GUIA DO RENASCIMENTO



            O Renascimento foi um movimento artístico que surgiu na Itália entre os século XV e XVI, e serve até hoje para definir a ideia que temos de arte. Só assumiu um paradigma muito mas amplo, em meados do século XIX quando o movimento começava a perder força como modelo estético, aumentou tanto que hoje, o seu significado chega a ser indeterminado. Não sabemos ao certo até que ponto foi construída a ideia de um “homem do renascimento” culto e esclarecido em oposição a um homem da idade média, carola e retrogrado.


            O que  sabemos é que modernidade mesmo aconteceu com a Reforma Protestante a partir de 1517. Em arte as transições são muito fluidas é impossível encontrar uma determinação fixa de quando começa um período e termina outro.
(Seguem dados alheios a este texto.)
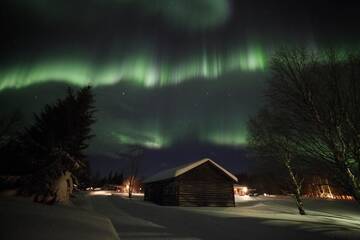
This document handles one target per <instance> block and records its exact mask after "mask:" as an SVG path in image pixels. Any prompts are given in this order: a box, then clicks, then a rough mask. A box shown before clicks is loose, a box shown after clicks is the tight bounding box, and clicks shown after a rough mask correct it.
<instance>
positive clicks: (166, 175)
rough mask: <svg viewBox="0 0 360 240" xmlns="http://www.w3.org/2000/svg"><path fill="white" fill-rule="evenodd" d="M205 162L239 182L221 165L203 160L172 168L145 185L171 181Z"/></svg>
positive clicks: (144, 180) (202, 159)
mask: <svg viewBox="0 0 360 240" xmlns="http://www.w3.org/2000/svg"><path fill="white" fill-rule="evenodd" d="M205 162H210V163H211V164H213V165H214V166H215V167H217V168H219V169H220V170H221V171H223V172H224V173H225V174H226V175H227V176H229V177H230V178H232V179H233V180H234V181H236V182H237V181H238V179H237V177H235V176H234V175H233V174H231V173H230V172H228V171H227V170H226V169H224V168H223V167H221V166H220V165H219V164H217V163H216V162H214V161H213V160H211V159H208V158H205V159H202V160H199V161H196V162H192V163H188V164H185V165H181V166H179V167H175V168H171V169H167V170H164V171H161V172H159V173H157V174H155V175H153V176H151V177H149V178H147V179H145V180H144V183H151V182H157V181H161V180H166V179H170V178H175V177H177V176H180V175H182V174H184V173H186V172H188V171H190V170H191V169H194V168H196V167H197V166H200V165H201V164H203V163H205Z"/></svg>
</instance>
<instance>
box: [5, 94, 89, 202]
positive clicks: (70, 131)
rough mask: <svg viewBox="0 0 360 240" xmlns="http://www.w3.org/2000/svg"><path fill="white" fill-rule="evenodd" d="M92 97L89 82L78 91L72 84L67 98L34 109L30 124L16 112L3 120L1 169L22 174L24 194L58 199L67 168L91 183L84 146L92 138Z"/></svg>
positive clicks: (55, 199)
mask: <svg viewBox="0 0 360 240" xmlns="http://www.w3.org/2000/svg"><path fill="white" fill-rule="evenodd" d="M94 102H95V100H94V96H93V93H92V89H91V87H85V88H82V89H80V90H78V91H76V92H75V91H74V90H72V89H71V88H69V89H68V92H67V95H66V97H64V98H63V99H58V100H57V101H56V103H54V104H47V105H46V106H45V107H44V108H43V110H42V111H41V112H40V113H39V114H34V121H33V124H31V125H30V126H27V127H24V128H21V129H18V128H17V123H18V117H16V115H14V117H11V118H8V119H9V120H7V121H5V122H8V124H6V125H3V124H2V125H3V126H5V127H4V128H3V129H4V130H3V131H1V135H0V143H1V144H0V156H1V160H2V161H1V165H2V168H1V169H2V170H1V173H2V175H16V176H19V180H18V181H17V187H19V193H20V194H23V195H29V196H35V198H34V199H35V200H36V201H39V202H49V201H56V198H57V186H56V181H57V180H58V179H59V178H60V177H61V176H63V175H65V174H66V173H67V172H70V173H71V174H72V176H73V179H74V181H75V182H78V183H79V184H80V185H81V184H83V185H86V184H88V183H89V181H90V179H89V163H88V161H87V160H86V156H85V150H86V149H87V148H88V146H89V140H90V139H91V138H92V137H93V135H92V133H91V127H92V124H93V123H94V122H95V118H94V113H95V105H94ZM14 129H15V130H14Z"/></svg>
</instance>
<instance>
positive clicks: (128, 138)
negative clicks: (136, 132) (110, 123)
mask: <svg viewBox="0 0 360 240" xmlns="http://www.w3.org/2000/svg"><path fill="white" fill-rule="evenodd" d="M113 136H114V138H115V140H117V142H118V143H119V144H125V145H140V146H143V147H146V148H150V149H160V148H164V147H166V146H169V142H168V141H167V140H166V139H165V138H164V137H163V136H160V135H159V134H158V133H146V134H145V135H144V134H143V133H142V135H141V136H138V137H135V136H131V135H127V134H119V133H113Z"/></svg>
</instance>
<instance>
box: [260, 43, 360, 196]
mask: <svg viewBox="0 0 360 240" xmlns="http://www.w3.org/2000/svg"><path fill="white" fill-rule="evenodd" d="M271 70H272V78H271V80H270V82H269V88H268V91H267V98H268V100H269V104H270V105H271V107H272V108H273V109H276V110H277V113H278V114H279V115H281V117H282V119H283V120H284V121H283V122H284V125H286V127H287V128H289V129H291V131H290V133H291V134H290V137H289V140H290V141H291V143H292V144H294V145H296V146H297V147H298V149H299V151H300V152H299V153H300V154H302V155H304V156H307V157H308V158H309V159H312V160H313V161H318V162H321V164H322V166H323V167H324V168H326V169H331V170H332V171H334V172H335V173H336V174H335V176H336V177H335V180H336V181H338V182H339V183H340V184H341V185H342V187H343V188H344V190H345V191H346V192H347V193H348V194H350V195H351V196H353V197H354V199H355V200H357V201H358V202H360V184H359V180H360V179H359V177H360V55H353V54H338V53H337V52H336V51H334V50H328V51H322V52H317V53H314V52H308V51H305V50H302V49H296V50H289V49H282V50H280V51H279V52H278V53H277V54H276V55H275V56H274V57H273V59H272V63H271Z"/></svg>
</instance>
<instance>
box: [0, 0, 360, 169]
mask: <svg viewBox="0 0 360 240" xmlns="http://www.w3.org/2000/svg"><path fill="white" fill-rule="evenodd" d="M336 2H338V3H336ZM0 4H1V9H0V12H1V23H0V25H1V31H2V34H1V35H2V36H1V39H2V44H1V46H0V50H1V55H0V109H1V114H6V113H9V112H11V111H14V110H20V111H21V112H22V113H23V115H24V122H25V124H28V123H31V121H32V113H33V112H38V111H39V110H40V109H41V107H43V106H44V105H45V104H46V103H52V102H54V101H55V99H56V98H58V97H62V96H64V94H65V93H66V88H67V86H73V87H81V86H86V85H91V86H94V92H95V95H96V101H97V103H96V105H97V108H98V112H97V114H96V118H97V123H96V125H95V126H94V131H95V134H96V137H95V138H94V139H93V140H92V142H91V146H90V149H89V150H88V155H89V158H90V160H91V163H92V169H93V171H97V169H98V170H100V171H101V173H103V174H104V173H106V172H108V171H110V170H120V169H121V168H123V167H124V163H122V162H121V161H119V160H118V159H117V157H116V153H117V152H120V151H122V149H123V148H124V146H125V145H126V144H139V145H142V146H144V147H145V148H146V149H147V150H146V152H145V153H146V155H145V159H144V161H143V163H142V174H143V175H149V174H151V173H154V172H156V171H158V170H161V169H164V168H168V167H172V166H174V165H178V164H181V163H184V162H189V161H193V160H198V159H199V158H202V157H210V158H212V159H213V160H215V161H217V162H219V163H220V164H223V165H224V166H225V167H228V168H229V169H231V170H232V171H234V172H246V171H248V170H249V169H251V165H252V159H251V155H250V154H249V153H248V151H247V150H246V121H247V119H248V117H249V116H250V115H252V114H254V113H255V112H256V111H257V110H258V109H259V107H260V106H261V105H262V104H263V101H264V99H263V95H262V90H263V89H264V87H265V86H266V79H267V78H268V77H269V72H268V60H269V58H270V57H271V54H272V53H273V52H274V51H275V50H276V49H277V48H279V47H281V46H301V47H305V48H306V49H309V50H318V49H321V48H324V47H334V48H336V49H338V50H339V51H354V50H360V31H359V25H360V13H359V12H360V7H359V4H355V3H352V1H325V0H319V1H307V0H304V1H294V0H288V1H284V0H281V1H265V0H263V1H260V0H251V1H250V0H246V1H243V0H233V1H230V0H228V1H227V0H137V1H136V0H76V1H73V0H62V1H61V0H2V1H1V3H0Z"/></svg>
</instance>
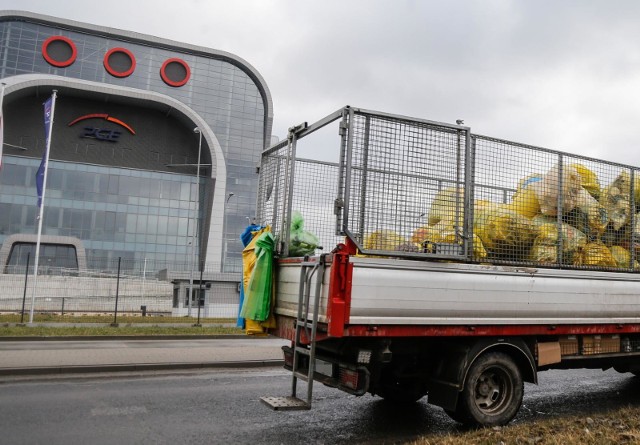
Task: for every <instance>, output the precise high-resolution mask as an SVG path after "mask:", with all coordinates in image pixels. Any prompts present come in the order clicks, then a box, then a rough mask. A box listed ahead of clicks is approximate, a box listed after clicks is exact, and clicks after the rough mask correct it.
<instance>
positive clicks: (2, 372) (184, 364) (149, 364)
mask: <svg viewBox="0 0 640 445" xmlns="http://www.w3.org/2000/svg"><path fill="white" fill-rule="evenodd" d="M283 365H284V360H276V359H274V360H245V361H230V362H202V363H133V364H121V365H118V364H103V365H82V366H42V367H32V368H0V375H4V376H9V375H47V374H83V373H98V372H132V371H166V370H172V369H176V370H177V369H206V368H208V369H215V368H218V369H224V368H260V367H273V366H283Z"/></svg>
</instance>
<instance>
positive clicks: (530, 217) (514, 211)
mask: <svg viewBox="0 0 640 445" xmlns="http://www.w3.org/2000/svg"><path fill="white" fill-rule="evenodd" d="M508 208H509V209H510V210H513V211H514V212H516V213H518V214H520V215H522V216H525V217H527V218H533V217H534V216H536V215H537V214H539V213H540V202H538V197H537V195H536V192H535V191H534V190H533V188H531V187H528V188H523V189H520V190H518V191H516V193H515V194H514V195H513V199H512V200H511V203H510V204H509V205H508Z"/></svg>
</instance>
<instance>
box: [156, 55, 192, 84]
mask: <svg viewBox="0 0 640 445" xmlns="http://www.w3.org/2000/svg"><path fill="white" fill-rule="evenodd" d="M160 77H162V80H164V82H165V83H166V84H167V85H169V86H172V87H181V86H182V85H184V84H185V83H187V82H188V81H189V77H191V69H190V68H189V65H187V62H185V61H184V60H182V59H178V58H173V59H167V60H165V62H164V63H163V64H162V68H160Z"/></svg>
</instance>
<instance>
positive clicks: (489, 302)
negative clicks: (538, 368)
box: [275, 256, 640, 326]
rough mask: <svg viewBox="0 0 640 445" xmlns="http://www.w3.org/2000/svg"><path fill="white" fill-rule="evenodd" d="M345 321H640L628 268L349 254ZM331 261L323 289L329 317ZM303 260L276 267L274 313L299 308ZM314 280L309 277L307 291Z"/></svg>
mask: <svg viewBox="0 0 640 445" xmlns="http://www.w3.org/2000/svg"><path fill="white" fill-rule="evenodd" d="M349 262H350V263H351V264H352V265H353V274H352V282H351V295H350V307H349V310H348V313H349V316H348V318H347V319H346V320H345V324H346V325H404V326H409V325H414V326H423V325H529V324H536V325H541V324H542V325H559V324H562V325H566V324H599V323H602V324H604V323H606V324H612V323H613V324H616V323H620V324H628V323H640V295H639V292H638V291H639V290H640V276H639V275H638V274H633V273H620V272H600V271H586V270H560V269H547V268H535V267H508V266H499V265H482V264H457V263H443V262H428V261H427V262H425V261H413V260H402V259H393V258H365V257H357V256H351V257H350V259H349ZM332 266H333V263H332V262H331V260H329V261H328V263H327V270H326V271H325V273H324V280H323V284H322V287H321V301H320V310H319V317H318V319H319V321H320V322H321V323H323V322H327V302H328V301H329V298H330V292H331V291H330V289H331V288H332V287H331V283H330V280H331V276H332V274H331V273H330V269H331V267H332ZM300 267H301V266H300V262H299V261H296V260H292V259H288V260H285V261H280V262H279V264H278V266H277V270H278V273H277V275H276V276H277V278H276V280H277V283H276V305H275V313H276V314H278V315H281V316H285V317H295V316H296V314H297V305H298V293H299V287H300V283H299V282H300ZM313 286H315V284H314V282H313V281H312V289H313Z"/></svg>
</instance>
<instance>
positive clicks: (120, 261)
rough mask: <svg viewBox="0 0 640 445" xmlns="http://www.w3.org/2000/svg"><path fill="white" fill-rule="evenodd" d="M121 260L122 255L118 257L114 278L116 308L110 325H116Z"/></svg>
mask: <svg viewBox="0 0 640 445" xmlns="http://www.w3.org/2000/svg"><path fill="white" fill-rule="evenodd" d="M121 261H122V257H118V277H117V278H116V308H115V311H114V313H113V323H112V326H118V295H119V293H120V262H121Z"/></svg>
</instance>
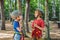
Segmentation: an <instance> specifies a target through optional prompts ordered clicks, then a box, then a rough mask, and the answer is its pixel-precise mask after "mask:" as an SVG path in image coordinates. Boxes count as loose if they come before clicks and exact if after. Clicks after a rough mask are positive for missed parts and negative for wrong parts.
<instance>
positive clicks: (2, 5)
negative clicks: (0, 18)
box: [0, 0, 5, 30]
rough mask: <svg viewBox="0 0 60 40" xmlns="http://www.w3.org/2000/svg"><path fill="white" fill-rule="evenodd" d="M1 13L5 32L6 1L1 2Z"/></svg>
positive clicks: (1, 0) (3, 29)
mask: <svg viewBox="0 0 60 40" xmlns="http://www.w3.org/2000/svg"><path fill="white" fill-rule="evenodd" d="M0 13H1V19H2V27H1V30H5V15H4V0H0Z"/></svg>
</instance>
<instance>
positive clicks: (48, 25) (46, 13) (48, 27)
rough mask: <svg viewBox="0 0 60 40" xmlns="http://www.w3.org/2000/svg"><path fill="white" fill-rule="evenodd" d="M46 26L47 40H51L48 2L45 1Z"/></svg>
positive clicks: (46, 1) (47, 1)
mask: <svg viewBox="0 0 60 40" xmlns="http://www.w3.org/2000/svg"><path fill="white" fill-rule="evenodd" d="M45 24H46V27H47V30H46V34H47V35H46V37H47V40H50V30H49V13H48V0H45Z"/></svg>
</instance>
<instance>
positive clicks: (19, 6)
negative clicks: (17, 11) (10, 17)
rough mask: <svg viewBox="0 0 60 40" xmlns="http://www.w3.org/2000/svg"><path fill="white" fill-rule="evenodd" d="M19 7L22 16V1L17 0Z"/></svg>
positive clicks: (19, 10) (17, 6)
mask: <svg viewBox="0 0 60 40" xmlns="http://www.w3.org/2000/svg"><path fill="white" fill-rule="evenodd" d="M17 7H18V10H19V11H20V14H22V3H21V0H17Z"/></svg>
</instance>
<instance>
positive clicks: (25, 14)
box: [24, 0, 30, 32]
mask: <svg viewBox="0 0 60 40" xmlns="http://www.w3.org/2000/svg"><path fill="white" fill-rule="evenodd" d="M29 3H30V0H26V9H25V22H24V24H25V25H24V26H25V27H26V29H27V30H26V31H27V32H29V27H28V21H29V11H30V4H29Z"/></svg>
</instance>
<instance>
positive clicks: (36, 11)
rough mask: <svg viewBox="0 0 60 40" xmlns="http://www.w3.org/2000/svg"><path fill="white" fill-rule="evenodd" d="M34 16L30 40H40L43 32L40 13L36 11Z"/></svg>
mask: <svg viewBox="0 0 60 40" xmlns="http://www.w3.org/2000/svg"><path fill="white" fill-rule="evenodd" d="M34 16H35V20H34V21H33V22H32V28H33V30H32V38H33V39H34V40H41V38H42V31H43V30H44V21H43V19H42V18H41V16H42V11H40V10H36V11H35V14H34Z"/></svg>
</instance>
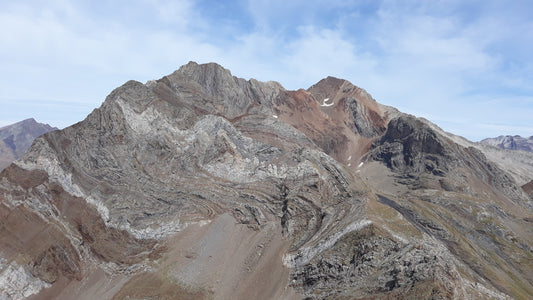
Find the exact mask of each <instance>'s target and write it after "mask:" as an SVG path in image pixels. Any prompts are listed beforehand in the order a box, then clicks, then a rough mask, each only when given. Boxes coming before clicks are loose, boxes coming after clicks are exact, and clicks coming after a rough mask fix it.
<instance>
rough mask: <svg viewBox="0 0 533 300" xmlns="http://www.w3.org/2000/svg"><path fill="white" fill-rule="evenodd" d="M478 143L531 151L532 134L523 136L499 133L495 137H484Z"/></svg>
mask: <svg viewBox="0 0 533 300" xmlns="http://www.w3.org/2000/svg"><path fill="white" fill-rule="evenodd" d="M480 143H482V144H485V145H490V146H495V147H498V148H501V149H507V150H522V151H528V152H533V136H530V137H529V138H524V137H521V136H519V135H515V136H512V135H505V136H504V135H501V136H499V137H496V138H487V139H484V140H482V141H481V142H480Z"/></svg>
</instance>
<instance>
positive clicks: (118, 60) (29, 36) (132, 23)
mask: <svg viewBox="0 0 533 300" xmlns="http://www.w3.org/2000/svg"><path fill="white" fill-rule="evenodd" d="M485 3H487V4H485ZM200 5H206V4H202V3H200V2H193V1H192V0H181V1H169V0H141V1H134V2H127V3H120V2H119V3H117V2H111V3H108V2H102V3H98V4H94V3H84V2H72V1H62V0H56V1H52V2H48V3H47V4H43V3H41V2H11V3H5V4H3V6H4V7H3V9H2V11H0V64H1V65H2V68H3V71H2V72H1V73H0V82H1V85H0V100H2V99H4V100H5V99H11V100H17V101H23V100H27V99H33V100H35V99H46V100H60V101H70V102H71V103H78V104H80V105H87V104H91V103H92V104H93V106H94V107H97V106H98V105H99V104H100V102H101V101H103V100H104V98H105V96H106V95H107V94H108V93H109V92H110V91H111V89H113V88H115V87H117V86H119V85H120V84H122V83H123V82H125V81H127V80H129V79H136V80H139V81H146V80H148V79H154V78H158V77H161V76H163V75H166V74H168V73H170V72H172V71H173V70H175V69H177V68H178V67H179V66H180V65H182V64H184V63H186V62H187V61H189V60H195V61H198V62H211V61H214V62H219V63H221V64H222V65H223V66H224V67H226V68H229V69H230V70H231V71H232V72H233V73H234V74H235V75H237V76H240V77H245V78H250V77H254V78H257V79H259V80H276V81H279V82H281V83H282V84H283V85H285V86H286V87H287V88H289V89H297V88H307V87H309V86H310V85H311V84H314V83H316V82H317V81H318V80H320V79H321V78H323V77H326V76H328V75H332V76H336V77H341V78H346V79H348V80H350V81H352V82H353V83H354V84H356V85H358V86H360V87H362V88H365V89H367V90H368V91H369V92H370V93H371V94H372V95H373V96H374V98H376V99H377V100H378V101H380V102H383V103H385V104H389V105H393V106H396V107H398V108H400V109H402V110H405V111H407V112H410V113H416V114H419V115H422V116H427V117H429V118H430V120H433V121H437V122H438V123H439V125H440V124H445V126H442V127H444V129H447V128H446V126H448V125H449V128H452V127H453V126H455V127H454V128H463V129H464V130H465V133H464V135H467V136H468V137H471V136H474V135H476V134H478V132H489V131H488V130H490V128H488V127H486V126H485V127H483V126H465V124H468V122H471V124H484V123H488V122H489V121H490V120H491V119H490V118H493V119H498V118H500V121H502V122H500V124H504V126H507V127H506V128H507V129H512V128H515V127H519V128H530V127H532V126H530V125H531V122H532V121H531V120H529V119H528V117H526V116H527V115H529V116H530V115H533V108H532V107H533V104H531V103H529V102H528V103H527V105H523V106H520V105H518V104H517V103H523V99H524V95H526V96H528V95H529V96H530V95H531V93H532V92H533V85H531V82H532V80H533V75H531V74H533V63H531V61H533V60H532V58H531V53H533V21H531V20H533V19H532V18H530V13H527V9H525V8H524V7H520V6H518V7H513V5H503V4H498V2H492V1H488V2H483V3H478V4H476V5H472V4H470V5H467V4H464V3H463V2H462V1H455V2H453V1H452V2H450V1H446V2H434V1H431V2H428V1H407V2H405V1H402V2H401V3H400V2H397V1H382V2H380V3H379V4H376V2H374V1H362V2H357V4H353V3H352V2H351V1H333V2H327V1H324V0H319V1H311V2H308V1H277V0H276V1H248V2H247V4H245V5H247V8H248V9H249V14H250V16H251V18H252V24H255V26H253V25H252V28H246V30H243V29H242V28H238V26H233V25H232V26H227V27H224V26H218V22H219V21H220V20H210V19H206V15H204V14H203V13H201V12H202V11H203V10H205V9H207V8H206V7H205V6H203V7H201V6H200ZM100 6H104V7H100ZM202 9H203V10H202ZM241 17H242V18H245V17H246V16H239V15H235V16H228V18H229V19H231V22H232V24H239V22H240V21H241V20H240V19H239V18H241ZM223 30H225V31H223ZM214 32H216V33H217V36H213V35H214ZM219 33H220V35H219ZM222 37H223V38H222ZM28 87H31V88H28ZM528 93H529V94H528ZM526 98H527V97H526ZM491 99H505V101H503V100H500V101H495V102H492V103H491V104H490V105H488V104H487V103H489V102H487V101H490V100H491ZM520 99H522V100H520ZM520 101H522V102H520ZM28 107H30V106H28ZM30 108H31V107H30ZM30 108H28V109H30ZM83 117H84V116H83V115H80V117H79V118H80V119H81V118H83ZM0 118H1V119H6V118H5V115H0ZM484 118H485V119H484ZM502 118H505V119H506V120H507V121H504V120H502ZM513 118H514V119H513ZM516 120H520V121H519V122H520V124H521V125H516V126H515V125H513V124H517V123H516V122H517V121H516ZM465 122H467V123H465ZM513 122H514V123H513ZM446 124H447V125H446ZM513 126H514V127H513ZM468 127H470V128H468ZM474 127H475V128H474ZM467 129H468V130H470V129H471V132H470V133H468V132H466V130H467ZM515 129H516V128H515ZM483 130H487V131H483ZM474 131H475V132H474Z"/></svg>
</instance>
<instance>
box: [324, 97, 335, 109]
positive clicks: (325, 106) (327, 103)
mask: <svg viewBox="0 0 533 300" xmlns="http://www.w3.org/2000/svg"><path fill="white" fill-rule="evenodd" d="M328 101H329V98H326V99H324V100H322V104H321V105H320V106H324V107H328V106H332V105H333V104H335V103H333V102H331V103H327V102H328Z"/></svg>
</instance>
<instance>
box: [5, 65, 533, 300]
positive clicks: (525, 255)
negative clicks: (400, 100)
mask: <svg viewBox="0 0 533 300" xmlns="http://www.w3.org/2000/svg"><path fill="white" fill-rule="evenodd" d="M491 155H492V154H491ZM487 157H492V156H490V155H488V154H487V155H486V154H484V152H483V151H480V150H479V149H478V148H476V147H475V145H470V144H469V143H468V142H467V141H462V142H458V140H457V139H456V138H454V137H452V136H451V135H450V134H448V133H444V132H443V131H442V130H440V129H439V128H438V127H436V126H435V125H434V124H431V123H429V122H428V121H426V120H423V119H417V118H415V117H413V116H410V115H406V114H403V113H401V112H398V111H397V110H396V109H394V108H391V107H386V106H383V105H380V104H378V103H377V102H376V101H374V99H372V97H371V96H370V95H369V94H368V93H367V92H366V91H364V90H363V89H360V88H358V87H356V86H354V85H352V84H351V83H349V82H347V81H345V80H341V79H337V78H332V77H328V78H326V79H323V80H321V81H320V82H318V83H317V84H315V85H314V86H312V87H311V88H309V89H308V90H302V89H301V90H298V91H287V90H285V89H284V88H283V87H282V86H281V85H280V84H278V83H276V82H266V83H265V82H259V81H257V80H254V79H251V80H248V81H247V80H244V79H240V78H236V77H233V76H232V75H231V73H230V72H229V71H228V70H226V69H224V68H222V67H220V66H219V65H217V64H204V65H198V64H196V63H193V62H191V63H189V64H187V65H185V66H182V67H181V68H180V69H179V70H177V71H176V72H174V73H172V74H170V75H168V76H165V77H163V78H161V79H159V80H157V81H149V82H147V83H146V84H142V83H139V82H135V81H129V82H127V83H126V84H124V85H123V86H121V87H119V88H117V89H116V90H114V91H113V92H112V93H111V94H110V95H109V96H108V97H107V99H106V100H105V102H104V103H103V104H102V106H101V107H100V108H98V109H95V110H94V111H93V112H92V113H91V114H90V115H89V116H88V117H87V118H86V119H85V120H84V121H82V122H80V123H77V124H75V125H73V126H71V127H68V128H65V129H64V130H60V131H54V132H50V133H48V134H45V135H44V136H42V137H40V138H38V139H37V140H36V141H35V142H34V143H33V145H32V147H31V148H30V150H29V151H28V153H27V154H26V155H25V156H24V157H23V158H22V159H20V160H18V161H16V162H15V163H14V164H11V165H10V166H9V167H8V168H7V169H5V170H4V171H3V172H2V173H1V175H0V241H1V243H0V298H3V299H23V298H29V299H50V298H54V299H304V298H305V299H396V298H417V299H491V298H492V299H506V298H516V299H528V297H530V296H531V295H532V294H533V251H532V249H533V226H532V225H533V223H532V222H533V221H532V220H533V208H532V207H533V200H532V199H531V198H530V195H528V194H527V193H526V192H524V189H525V190H526V191H527V192H528V193H529V192H530V191H529V185H526V186H525V188H524V189H523V188H522V187H521V186H522V185H523V183H520V184H519V183H517V181H516V178H518V177H519V178H520V180H527V178H529V180H528V181H530V180H532V179H533V173H529V171H528V169H524V170H523V169H520V172H519V174H518V173H517V171H516V170H518V169H512V168H511V167H509V168H507V167H506V165H505V164H503V165H502V164H500V163H498V162H493V161H492V160H491V159H490V158H487ZM513 170H515V172H514V173H512V171H513ZM517 174H518V175H519V176H518V175H517ZM517 176H518V177H517ZM528 181H526V182H528Z"/></svg>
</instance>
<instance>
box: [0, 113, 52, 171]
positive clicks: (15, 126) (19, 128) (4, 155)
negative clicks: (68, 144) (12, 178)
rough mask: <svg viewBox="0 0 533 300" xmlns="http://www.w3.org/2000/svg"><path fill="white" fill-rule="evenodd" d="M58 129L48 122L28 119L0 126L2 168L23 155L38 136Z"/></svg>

Mas o que distingue o Renascimento Italiano enquanto movimento artístico inovador é a ideia de que a Antiguidade era uma cultura que deveria ser desenterrada após séculos de esquecimento, mas do que desenterrar o antigo, o Renascimento inventa a Idade Média.


            A primeira fase do Renascimento é formada por um grupo pequeno de artistas florentinos: Filippo Bruneleschi, Donatelo, Lorenzo, Lucca Della Robbia e Masaccio. Foram eles os primeiros que fizeram reviver uma arte que como a antiga, se inspirava diretamente na natureza. Artes na Florença da época eram as corporações de artesãos e comerciantes que governavam a cidade a cidade desde o século XIV. Essas corporações transmitiam seus conhecimentos de pai para filho, os conhecimentos não eram acadêmicos, tinham uma base empírica, e bebia na fonte da engenharia, na fundição de metais e na fabricação de cores.


            Em sua maioria não liam latim, mas dispunham de tratados de ótica e geometria, traduzidos e consultavam cientistas e matemáticos sempre que fosse possível. Eram leitores vorazes da nova literatura (Dante, Petrarca, Boccacio) e estudavam história. A cultura deles se definia em função dos projetos que estavam envolvidos, uma igreja, um monumento, um quadro. Não adianta procurar um traço, um estilo igual para todos: cada um era portador de uma maneira singular de conhecer e descrever o mundo e isso também era novidade.


            Os três grandes que marcaram a transição para o século XVI foram: Michelangelo, Leonardo e Rafael, já são plenamente artistas filósofos. Daí para a frente a arte estará mais interessada na expressão do pensamento em imagens do que no objetivo do mundo. Começa a se diferenciar da ciência experimental que nascera junto com ela.


            De tudo isso entendo que houve um Renascimento, ele começou em Florença, nos primeiros anos do século XV. Não construído por um “homem do Renascimento”, mas por poucos homens que provavelmente ainda eram medievais quanto ao resto. Não foi exatamente um renascer, mas uma invenção daquilo que conhecemos hoje por arte.